О супружеском долге и речи не было. Чувство долга у нее, как жены, отсутствовало, осталось лишь некое ожесточение против человека, с которым она познала такое сладострастие, забвение всего, о чем нельзя забывать. Теперь в ней жила одна только Mater Dolorata. Для мужчины она была замурована, точно склеп.
Эгберт приходил проведать дочь. Но всякий раз тут же сидела Уинифред, точно склеп, где похоронен он как мужчина и как отец. Бедняжка Уинифред, совсем еще молодая, еще полная сил, румяная, красивая, как алый полевой цветок на крепком стебле. Странно: здоровый румянец на лице -- и эта мрачная сосредоточенность; сильное, тяжеловатое, полнокровное тело -- и эта неподвижность. Уинифред -- монахиня? Никогда!

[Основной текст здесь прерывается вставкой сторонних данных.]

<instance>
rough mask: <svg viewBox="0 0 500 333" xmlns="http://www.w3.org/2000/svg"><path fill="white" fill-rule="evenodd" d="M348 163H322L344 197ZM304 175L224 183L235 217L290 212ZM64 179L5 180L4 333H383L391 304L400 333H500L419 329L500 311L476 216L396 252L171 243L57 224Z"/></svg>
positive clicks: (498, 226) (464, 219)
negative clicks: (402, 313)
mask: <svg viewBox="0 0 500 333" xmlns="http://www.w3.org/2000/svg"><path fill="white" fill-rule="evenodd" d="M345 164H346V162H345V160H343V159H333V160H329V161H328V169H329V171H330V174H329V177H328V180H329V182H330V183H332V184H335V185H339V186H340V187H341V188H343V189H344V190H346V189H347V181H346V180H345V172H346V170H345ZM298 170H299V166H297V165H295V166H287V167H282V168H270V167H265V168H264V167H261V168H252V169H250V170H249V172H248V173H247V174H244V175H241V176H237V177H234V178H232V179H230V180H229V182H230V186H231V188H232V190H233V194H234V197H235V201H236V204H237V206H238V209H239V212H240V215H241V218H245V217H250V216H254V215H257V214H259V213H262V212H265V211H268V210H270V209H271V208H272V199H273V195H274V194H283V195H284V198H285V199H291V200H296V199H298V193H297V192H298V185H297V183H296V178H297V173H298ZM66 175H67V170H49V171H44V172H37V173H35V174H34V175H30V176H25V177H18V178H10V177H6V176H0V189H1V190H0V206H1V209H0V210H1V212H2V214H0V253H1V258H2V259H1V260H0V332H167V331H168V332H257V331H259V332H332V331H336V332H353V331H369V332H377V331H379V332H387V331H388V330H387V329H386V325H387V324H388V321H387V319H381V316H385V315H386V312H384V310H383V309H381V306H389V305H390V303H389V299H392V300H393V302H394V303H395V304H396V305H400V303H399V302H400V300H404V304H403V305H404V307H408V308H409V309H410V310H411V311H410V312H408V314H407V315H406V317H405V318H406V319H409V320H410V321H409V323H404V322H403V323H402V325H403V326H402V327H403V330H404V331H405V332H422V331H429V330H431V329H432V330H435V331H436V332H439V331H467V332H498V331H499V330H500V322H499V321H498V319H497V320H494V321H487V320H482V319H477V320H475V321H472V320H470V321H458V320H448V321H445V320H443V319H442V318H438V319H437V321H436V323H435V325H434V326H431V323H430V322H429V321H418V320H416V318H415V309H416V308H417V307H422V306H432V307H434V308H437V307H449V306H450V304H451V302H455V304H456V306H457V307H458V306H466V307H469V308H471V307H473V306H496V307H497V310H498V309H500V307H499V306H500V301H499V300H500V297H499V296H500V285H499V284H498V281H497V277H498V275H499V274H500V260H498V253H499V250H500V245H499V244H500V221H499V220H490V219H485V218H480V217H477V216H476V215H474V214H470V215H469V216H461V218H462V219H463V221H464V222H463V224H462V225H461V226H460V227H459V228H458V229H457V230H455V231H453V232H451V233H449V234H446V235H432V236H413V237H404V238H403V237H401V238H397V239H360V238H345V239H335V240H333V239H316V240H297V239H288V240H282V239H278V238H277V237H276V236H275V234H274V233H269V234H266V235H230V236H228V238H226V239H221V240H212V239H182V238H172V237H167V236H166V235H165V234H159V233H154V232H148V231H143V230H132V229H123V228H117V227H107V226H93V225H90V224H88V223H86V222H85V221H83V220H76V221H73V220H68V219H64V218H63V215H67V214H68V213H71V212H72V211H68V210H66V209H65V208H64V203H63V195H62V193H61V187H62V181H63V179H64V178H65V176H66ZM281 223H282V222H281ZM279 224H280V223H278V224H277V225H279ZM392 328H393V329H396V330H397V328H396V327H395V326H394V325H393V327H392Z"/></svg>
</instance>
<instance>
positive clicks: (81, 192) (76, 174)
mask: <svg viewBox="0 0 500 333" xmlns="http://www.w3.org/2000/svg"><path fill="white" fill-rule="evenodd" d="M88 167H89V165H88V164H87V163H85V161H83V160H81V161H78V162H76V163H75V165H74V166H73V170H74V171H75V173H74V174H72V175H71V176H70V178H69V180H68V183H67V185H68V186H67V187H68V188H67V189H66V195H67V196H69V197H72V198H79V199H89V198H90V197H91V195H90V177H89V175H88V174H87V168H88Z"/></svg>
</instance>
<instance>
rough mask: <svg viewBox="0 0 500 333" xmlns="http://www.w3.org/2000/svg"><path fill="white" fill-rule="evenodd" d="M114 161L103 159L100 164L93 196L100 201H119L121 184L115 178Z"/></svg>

А между тем двери, ведущие к ее душе и сердцу, с медлительным и звучным лязгом захлопнулись перед его лицом, навсегда закрыв ему доступ к ней. Ей не было надобности принимать постриг. Душа ее уже сделала это.
А между ними, между этой молодой матерью и этим молодым отцом, лежало изувеченное дитя: ворох бледного шелка на подушке и белое, выпитое болью личико. У него не было сил это выносить. Просто не было сил. Он отворачивался. Ему не оставалось ничего другого, как только отворачиваться. Он отворачивался и бесцельно расхаживал туда-сюда. Он был все так же хорош и обаятелен. Но его лоб посередине прорезала угрюмая морщина, как зарубка, сделанная топором,-- зарубка прямо по живому, на веки вечные, и было это -позорное клеймо.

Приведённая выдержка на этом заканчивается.